JOHANNESBURG,  (Reuters) – South Africans prayed and waited today after another downturn in the condition of ailing anti-apartheid leader Nelson Mandela forced President Jacob Zuma to cancel a trip to neighbouring Mozambique.

Zuma had been due to attend a summit in Maputo of the Southern African Development Community (SADC) to discuss regional infrastructure, but pulled out after visiting the 94-year-old former president in hospital late on Wednesday.

“Over the past 48 hours, the condition of former president Madiba has gone down,” presidential spokesman Mac Maharaj told state broadcaster SABC, using the clan name by which Mandela is affectionately known.

On Thursday morning, Mandela’s eldest daughter Makaziwe led a group of his grandchildren to see the retired statesman in the Pretoria hospital where he has been receiving treatment since June 8 for a lung infection.

Makaziwe told SABC radio after her visit that Mandela was responding to touch.

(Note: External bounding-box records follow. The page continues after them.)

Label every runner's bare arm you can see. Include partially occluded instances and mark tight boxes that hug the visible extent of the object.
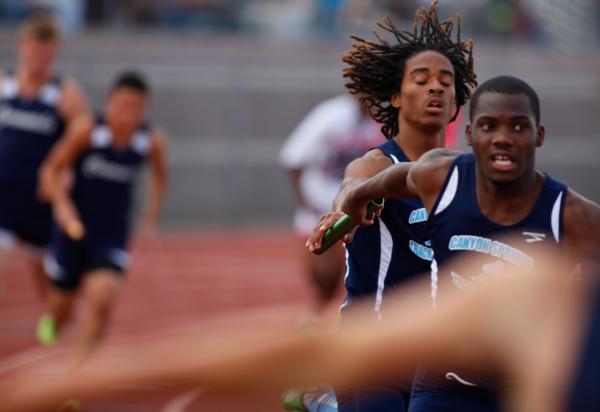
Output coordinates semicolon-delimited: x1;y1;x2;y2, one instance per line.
142;129;168;230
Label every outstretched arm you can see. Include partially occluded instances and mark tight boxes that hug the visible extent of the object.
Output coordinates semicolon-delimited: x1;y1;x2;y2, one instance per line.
38;115;94;239
58;79;88;122
0;245;586;412
142;130;168;237
306;149;393;252
563;189;600;265
342;149;459;225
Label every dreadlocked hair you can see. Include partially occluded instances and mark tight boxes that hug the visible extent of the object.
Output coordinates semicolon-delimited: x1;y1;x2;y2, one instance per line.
342;1;477;139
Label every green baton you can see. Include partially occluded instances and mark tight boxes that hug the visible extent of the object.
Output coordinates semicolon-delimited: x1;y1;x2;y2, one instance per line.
313;199;384;255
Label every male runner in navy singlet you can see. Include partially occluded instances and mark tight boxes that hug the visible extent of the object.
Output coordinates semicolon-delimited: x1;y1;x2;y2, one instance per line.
0;14;87;299
342;76;600;411
305;3;476;412
40;72;166;353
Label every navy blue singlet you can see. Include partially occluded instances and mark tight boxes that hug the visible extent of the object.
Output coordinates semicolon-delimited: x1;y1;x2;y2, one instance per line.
0;74;64;186
72;117;150;248
345;140;433;314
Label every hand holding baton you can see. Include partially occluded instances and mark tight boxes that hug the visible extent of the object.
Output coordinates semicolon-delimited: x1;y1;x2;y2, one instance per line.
313;199;385;255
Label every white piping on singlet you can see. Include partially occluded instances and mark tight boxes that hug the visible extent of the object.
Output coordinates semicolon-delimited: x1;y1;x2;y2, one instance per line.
551;192;563;243
375;219;394;319
434;166;458;215
430;255;438;309
2;76;19;99
446;372;477;386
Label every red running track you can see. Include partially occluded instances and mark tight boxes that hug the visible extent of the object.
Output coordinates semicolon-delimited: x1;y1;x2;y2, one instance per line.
0;230;336;412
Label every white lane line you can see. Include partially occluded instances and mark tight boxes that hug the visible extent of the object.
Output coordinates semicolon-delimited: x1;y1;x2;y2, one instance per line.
160;388;206;412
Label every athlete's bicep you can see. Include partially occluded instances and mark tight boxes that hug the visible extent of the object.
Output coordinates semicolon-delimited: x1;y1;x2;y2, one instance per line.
563;190;600;260
58;80;88;124
148;130;167;179
333;149;394;210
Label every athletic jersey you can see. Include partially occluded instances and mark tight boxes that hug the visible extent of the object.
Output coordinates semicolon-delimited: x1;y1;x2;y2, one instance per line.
344;140;433;314
427;153;567;299
72;117;150;248
0;73;64;185
564;273;600;412
417;153;567;389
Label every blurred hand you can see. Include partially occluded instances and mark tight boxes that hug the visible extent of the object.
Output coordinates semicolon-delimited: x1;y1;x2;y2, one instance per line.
52;201;85;240
341;185;381;226
305;211;344;252
136;222;160;245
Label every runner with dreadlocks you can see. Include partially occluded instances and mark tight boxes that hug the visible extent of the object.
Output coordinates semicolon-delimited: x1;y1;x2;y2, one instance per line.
304;2;477;412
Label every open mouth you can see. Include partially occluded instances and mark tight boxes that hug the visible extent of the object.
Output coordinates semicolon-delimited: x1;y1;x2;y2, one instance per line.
426;99;444;113
492;154;515;170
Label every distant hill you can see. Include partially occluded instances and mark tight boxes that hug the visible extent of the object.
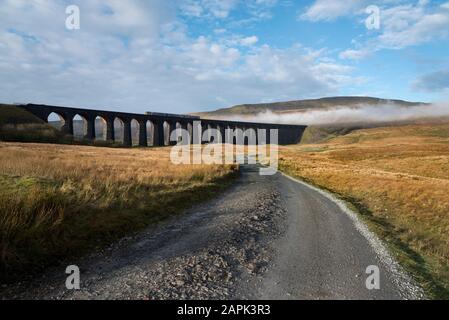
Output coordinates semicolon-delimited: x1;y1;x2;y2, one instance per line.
194;97;425;118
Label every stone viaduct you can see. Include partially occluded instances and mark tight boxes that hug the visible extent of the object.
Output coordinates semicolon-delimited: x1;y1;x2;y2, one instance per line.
19;104;306;147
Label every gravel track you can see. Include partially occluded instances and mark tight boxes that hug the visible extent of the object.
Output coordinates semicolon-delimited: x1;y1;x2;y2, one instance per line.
0;166;422;300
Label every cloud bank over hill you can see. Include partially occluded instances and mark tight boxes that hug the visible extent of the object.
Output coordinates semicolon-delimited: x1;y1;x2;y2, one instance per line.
220;102;449;125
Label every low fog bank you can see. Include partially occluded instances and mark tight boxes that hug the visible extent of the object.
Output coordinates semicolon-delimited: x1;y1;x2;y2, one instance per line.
220;102;449;125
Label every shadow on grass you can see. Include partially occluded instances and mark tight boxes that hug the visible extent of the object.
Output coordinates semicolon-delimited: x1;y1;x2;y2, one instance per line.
0;171;239;283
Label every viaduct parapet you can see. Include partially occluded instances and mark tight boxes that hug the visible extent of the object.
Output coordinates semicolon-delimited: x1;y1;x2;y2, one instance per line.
18;104;306;147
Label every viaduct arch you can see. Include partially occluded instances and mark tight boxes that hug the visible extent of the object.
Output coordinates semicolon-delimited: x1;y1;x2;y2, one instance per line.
18;104;306;147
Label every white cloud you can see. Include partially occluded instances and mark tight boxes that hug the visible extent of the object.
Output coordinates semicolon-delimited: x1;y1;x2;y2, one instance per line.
0;0;351;112
240;36;259;46
378;2;449;49
300;0;365;21
339;49;370;60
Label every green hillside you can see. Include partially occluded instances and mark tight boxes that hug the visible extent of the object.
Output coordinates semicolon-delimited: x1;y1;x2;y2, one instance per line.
195;97;423;118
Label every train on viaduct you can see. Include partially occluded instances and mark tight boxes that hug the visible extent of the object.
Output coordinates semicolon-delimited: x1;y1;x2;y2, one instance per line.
19;104;306;147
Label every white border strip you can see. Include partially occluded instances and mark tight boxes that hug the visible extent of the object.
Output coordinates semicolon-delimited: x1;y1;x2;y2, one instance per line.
280;172;425;300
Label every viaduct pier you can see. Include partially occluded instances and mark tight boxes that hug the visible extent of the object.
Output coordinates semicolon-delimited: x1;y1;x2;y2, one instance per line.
18;104;306;147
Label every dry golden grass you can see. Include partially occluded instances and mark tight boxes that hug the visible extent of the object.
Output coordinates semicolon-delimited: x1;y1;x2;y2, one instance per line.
280;123;449;298
0;143;236;275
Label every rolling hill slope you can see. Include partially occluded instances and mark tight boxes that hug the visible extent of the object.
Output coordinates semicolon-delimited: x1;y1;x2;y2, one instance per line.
194;97;425;118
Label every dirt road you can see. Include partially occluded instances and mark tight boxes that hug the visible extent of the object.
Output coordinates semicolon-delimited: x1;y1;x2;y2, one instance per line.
0;166;422;299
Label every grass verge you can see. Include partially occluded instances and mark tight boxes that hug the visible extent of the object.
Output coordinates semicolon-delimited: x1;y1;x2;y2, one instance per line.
0;143;238;281
280;123;449;299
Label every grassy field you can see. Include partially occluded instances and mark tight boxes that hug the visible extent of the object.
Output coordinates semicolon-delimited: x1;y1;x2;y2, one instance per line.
280;122;449;298
0;142;236;279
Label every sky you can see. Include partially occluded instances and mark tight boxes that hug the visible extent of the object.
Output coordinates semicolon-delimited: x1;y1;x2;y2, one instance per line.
0;0;449;113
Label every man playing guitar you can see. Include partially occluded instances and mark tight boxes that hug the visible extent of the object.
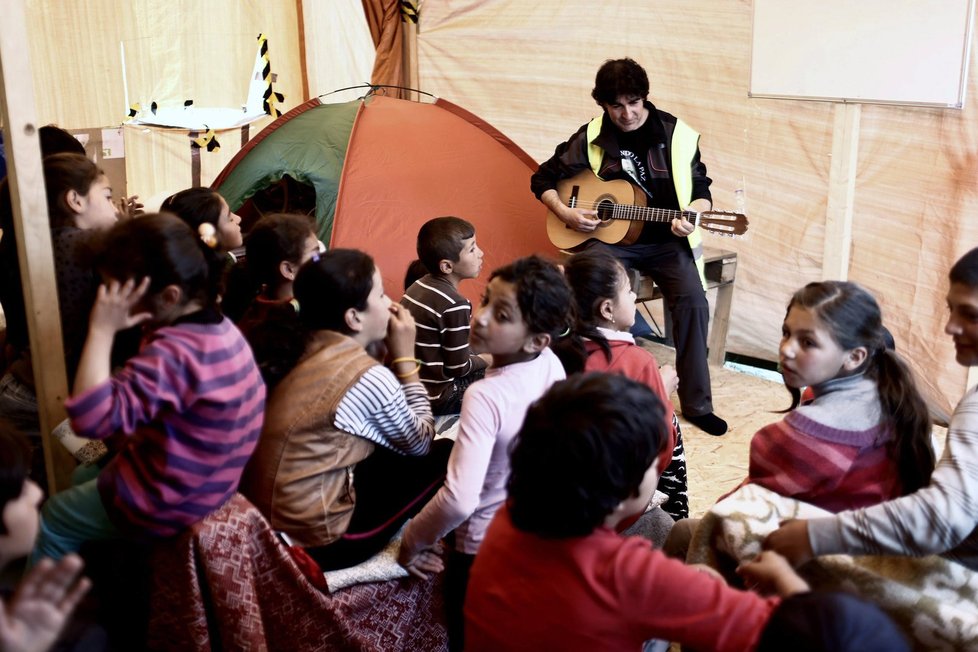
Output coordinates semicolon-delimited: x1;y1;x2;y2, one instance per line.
530;59;727;435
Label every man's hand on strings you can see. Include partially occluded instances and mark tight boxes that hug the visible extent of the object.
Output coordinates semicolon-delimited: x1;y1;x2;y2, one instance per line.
672;198;713;238
555;206;601;233
540;190;601;233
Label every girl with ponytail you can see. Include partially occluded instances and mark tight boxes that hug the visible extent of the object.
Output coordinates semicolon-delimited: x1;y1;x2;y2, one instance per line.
728;281;934;512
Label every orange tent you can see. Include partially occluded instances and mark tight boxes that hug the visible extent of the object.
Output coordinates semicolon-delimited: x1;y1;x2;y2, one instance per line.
214;95;557;303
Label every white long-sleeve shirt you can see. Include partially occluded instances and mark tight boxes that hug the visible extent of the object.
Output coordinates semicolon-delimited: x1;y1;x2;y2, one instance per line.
808;388;978;570
401;348;564;555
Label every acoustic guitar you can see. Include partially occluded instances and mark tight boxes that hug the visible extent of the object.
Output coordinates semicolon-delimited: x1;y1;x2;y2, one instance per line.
547;170;749;249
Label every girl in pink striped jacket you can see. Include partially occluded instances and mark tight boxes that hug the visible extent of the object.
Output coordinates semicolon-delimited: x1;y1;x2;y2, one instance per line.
33;214;265;561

“I won’t lie, it doesn’t look good. But as I say, if we speak to him, he responds and tries to open his eyes. He’s still there. He might be waning off, but he’s still there,” she said.

One granddaughter, Ndileka, described him as “stable” and thanked well-wishers from around the world for their support.

Maharaj had earlier declined to comment on media reports that South Africa’s first black president was on life support, saying his privacy should be respected.

Mandela’s fourth hospitalisation in six months has forced a growing realisation among South Africans that the man regarded as the father of their post-apartheid “Rainbow Nation” will not be among them for ever.

“Mandela is very old and at that age, life is not good. I just pray that God takes him this time. He must go. He must rest,” said Ida Mashego, a 60-year-old office cleaner in Johannesburg’s Sandton financial district.

Mandela is admired around the world as a symbol of resistance to injustice for the way he opposed his country’s apartheid system, spending 27 years in jail, more than half of them on notorious Robben Island.

He is also respected for the way he preached reconciliation after the 1994 transition to multi-racial democracy following three centuries of white domination.

“CELEBRATING HIS LIFE”

U.S. President Barack Obama is due to visit South Africa at the weekend as part of a three-nation Africa tour he has already started in Senegal. Maharaj said it was too early to say whether Obama’s schedule in Johannesburg and Cape Town on Saturday and Sunday might be affected by Mandela’s worsening condition.

Well-wishers’ messages, bouquets and stuffed animals have piled up outside Mandela’s Johannesburg home and the wall of the hospital compound where he is being treated in the capital.

As they headed to work on Thursday, South Africans seemed resigned to the prospect of losing their hero.

“We are all going to feel bad when he passes, but at the same time we will be celebrating his life. He has done so many great things for this country,” said John Ndlovu, a 25-year-old office worker.

Mandela stepped down in 1999 after one five-year term in office.

Since then he has played little role in public life, dividing his time in retirement between his home in the wealthy Johannesburg suburb of Houghton and Qunu, the village in the impoverished Eastern Cape province where he was born.

The public’s last glimpse of him was a brief clip aired by state television in April during a visit to his home by Zuma and other officials from the ruling African National Congress.

At the time, the 101-year-old liberation movement said Mandela was “in good shape”, although the footage showed a thin and frail old man sitting expressionless in an armchair.